Historical changes in the importance of climate and land use as determinants of Dutch pollinator distributions

Aim Species distribution models are often used to project species distributions to different environmental conditions. However, most models do not consider whether the importance of abiotic factors may change over time. If they change, this has implications for the assessment of how abiotic changes affect species distributions. Here, we use spatially explicit historical data on species occurrences, climate and land use to test whether the importance of different climatic and land‐use drivers as determinants of species distributions has remained constant over a period of > 60 years (1951–2014). Location The Netherlands. Methods Using species distribution models and a comprehensive country‐wide dataset at 5 × 5 km resolution, we modelled the distribution of a total of 398 pollinator species (bees, butterflies and hoverflies) for three periods (1951–1970, 1971–1990 and 1998–2014). We then evaluated whether the importance of variables related to climate (precipitation, temperature) and land use (landscape composition and habitat fragmentation) in determining pollinator distributions has changed over time.

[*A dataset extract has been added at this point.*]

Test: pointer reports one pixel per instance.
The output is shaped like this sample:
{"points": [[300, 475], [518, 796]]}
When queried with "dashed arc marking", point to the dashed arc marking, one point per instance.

Results Variables related to landscape composition were highly important in determining pollinator distributions in all periods. Precipitation was generally less important than temperature, and habitat fragmentation less than landscape composition. Land‐use variables remained equally important across time for all pollinator groups, except for bees where the importance of habitat fragmentation decreased significantly over time. Among climate variables, the importance of precipitation did not change across time for any pollinator group. However, the importance of temperature increased significantly in recent times for bees and hoverflies. Main conclusions Determinants of species distributions can change in their importance over time when changes in the magnitude and range of environmental conditions occur. Given future temperature rises, our results imply that species distribution models calibrated with current climatic conditions may not adequately predict the future importance of environmental factors in driving species distributions.